É interessante que para o TJUE a escolha por parte de uma ddministração também possa ser igualmente justificada — dependendo do seu próprio contexto e no âmbito das suas competências — para defender outra política de neutralidade, como uma autorização geral e indiferenciada da utilização de imagens visíveis indícios de convicções, nomeadamente filosóficas ou religiosas, também nos contatos com os utilizadores; ou pela proibição da utilização desses sinais limitada às situações que envolvam tais contatos.

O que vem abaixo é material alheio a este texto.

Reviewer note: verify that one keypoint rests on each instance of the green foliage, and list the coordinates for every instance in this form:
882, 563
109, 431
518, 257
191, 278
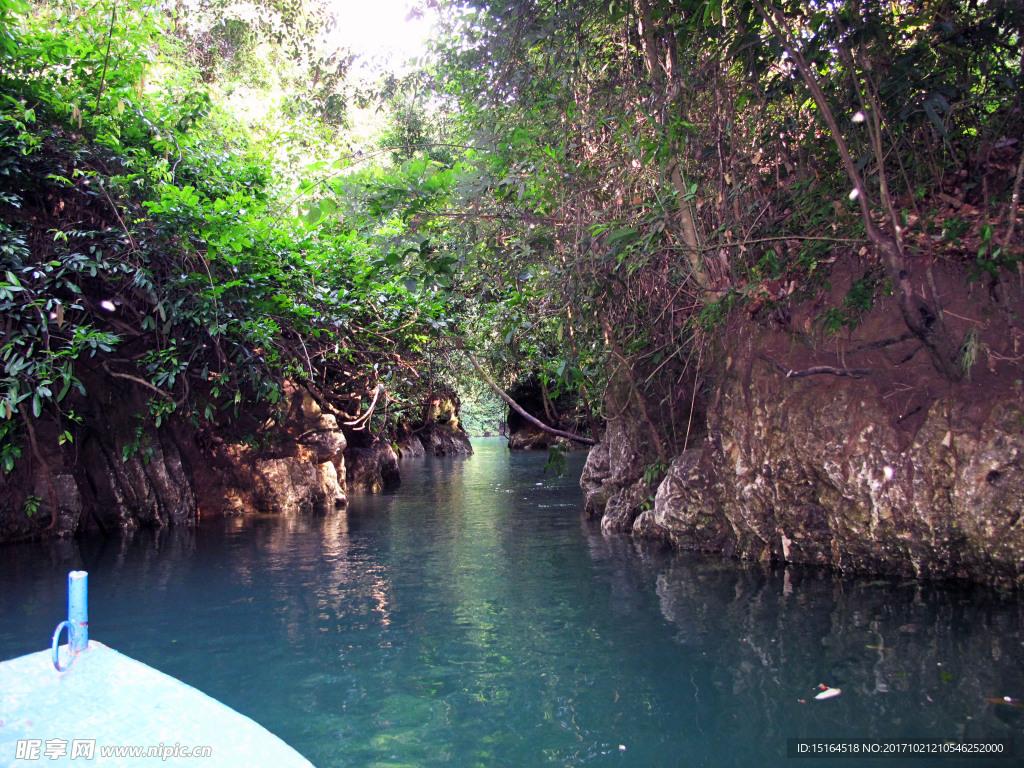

Cada país tem margem de manobra

É evidente que o conceito de “neutralidade religiosa” na esfera pública é diferente na Bélgica, França ou Alemanha, para citar três países. Portanto, o TJUE oferece uma grande margem de manobra a cada Administração de cada país conforme o seu contexto jurídico.

É duvidoso que, por exemplo, em Espanha, de acordo com a concepção atual do direito à liberdade religiosa e do que se entende por “neutralidade”, se pudesse optar por proibir todos os funcionários públicos — com ou sem autoridade, com ou sem contacto direto com a cidadania, sejam símbolos pequenos ou grandes, de forma indiscriminada e total — todo uso de símbolos religiosos, incluindo a possibilidade de usar o véu muçulmano. É uma questão que provavelmente terá de ser esclarecida em cada país pelo seu Tribunal Constitucional.

Por essa razão, o TJUE parte do fato de que a proteção europeia anti-discriminação apenas estabelece um quadro geral de igualdade de tratamento no emprego e na profissão. É claro que a margem de manobra não é total: os juízes devem verificar se as medidas adotadas, nacional, regional ou local, são em princípio justificadas e se são proporcionais.

Da mesma forma, o TJUE cita outro requisito para proibir ou limitar a utilização de símbolos religiosos no domínio da administração pública. A referida Administração deverá proibir os símbolos de forma consistente e sistemática. Não é possível proibir símbolos de funcionários com determinadas crenças religiosas e não de outras. Toda a força de trabalho deve ser tratada igualmente.

> Esse texto foi publicado originalmente em espanhol.